Ripple’s CEO reveals $200 million spent defending the SEC lawsuit, and laments about U.S. crypto regulation and a politics-first policy, advising entrepreneurs to avoid the United States.
Ripple has spent $200 million defending the case brought against it by the United States Securities Exchange Commission (SEC), according to CEO Brad Garlinghouse.
Garlinghouse dropped the figure during a fireside chat at the Dubai Fintech Summit on May 8. He stated that the U.S. is stuck compared with the regulatory progress of the United Arab Emirates virtual asset regulatory authority and the recent Markets in Crypto-Assets (MICA) bill in the European Union. He went on to share that by the time the case is decided, Ripple will have spent $200 million defending itself against a lawsuit which, from its very beginning, doesn’t make a lot of sense.
In a message to SEC chair Gary Gensler, Garlinghouse expressed regret about the U.S. falling behind significantly as Ripple expands to the United Arab Emirates. According to him, the tough thing about the situation is having a country that has put politics ahead of policy. Garlinghouse said one of the first pieces of advice he gives entrepreneurs when they ask him about getting something started is,” If I were you, I would not start in the United States.” He believes many U.S.-based companies and U.S. public companies would agree.
When asked about the U.S. needing a clear regulatory framework for crypto, Garlinghouse said the SEC must understand that the vast majority of people working in crypto and blockchain are good actors who want to stay within the rules of the road but need them defined.

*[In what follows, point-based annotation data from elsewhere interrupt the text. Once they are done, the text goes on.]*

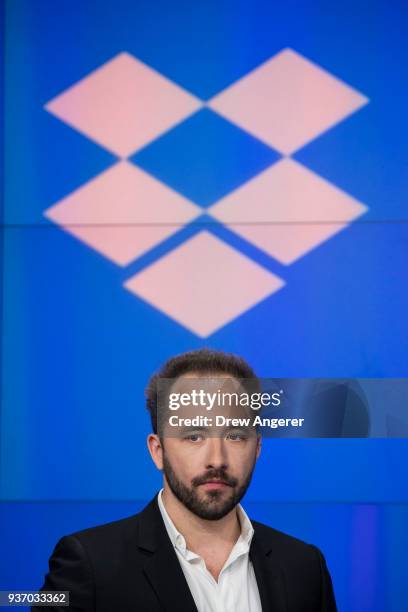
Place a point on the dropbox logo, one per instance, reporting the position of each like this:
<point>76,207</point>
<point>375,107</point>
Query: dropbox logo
<point>229,157</point>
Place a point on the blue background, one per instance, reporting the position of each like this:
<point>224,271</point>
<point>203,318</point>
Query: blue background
<point>77,349</point>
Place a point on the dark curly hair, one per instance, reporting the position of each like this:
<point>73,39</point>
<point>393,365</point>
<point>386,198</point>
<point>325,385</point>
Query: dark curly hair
<point>205,361</point>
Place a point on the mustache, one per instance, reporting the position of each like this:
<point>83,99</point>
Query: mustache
<point>215,474</point>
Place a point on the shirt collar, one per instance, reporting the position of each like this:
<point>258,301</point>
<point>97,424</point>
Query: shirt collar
<point>178,541</point>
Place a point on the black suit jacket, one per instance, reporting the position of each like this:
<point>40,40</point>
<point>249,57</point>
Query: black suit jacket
<point>130,565</point>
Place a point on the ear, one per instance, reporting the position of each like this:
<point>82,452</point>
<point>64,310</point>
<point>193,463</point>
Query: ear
<point>155,449</point>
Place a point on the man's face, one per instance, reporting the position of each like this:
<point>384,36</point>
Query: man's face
<point>209,472</point>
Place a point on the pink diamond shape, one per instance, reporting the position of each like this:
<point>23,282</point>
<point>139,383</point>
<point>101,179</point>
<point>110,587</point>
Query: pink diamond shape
<point>287,101</point>
<point>287,210</point>
<point>123,212</point>
<point>123,105</point>
<point>200,284</point>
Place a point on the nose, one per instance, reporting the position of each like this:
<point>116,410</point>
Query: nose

Ripple, a cryptocurrency payment platform, was sued by the SEC in December 2020, which claimed Ripple illegally sold XRP (XRP) tokens as an unregistered security. Ripple has long disputed the claim, arguing that it doesn’t constitute an investment contract under the Howey test.
The case has been going on for two and a half years and has created headwinds in the U.S. market. A decision is expected from the judge sometime in the next three to six months, according to Garlinghouse.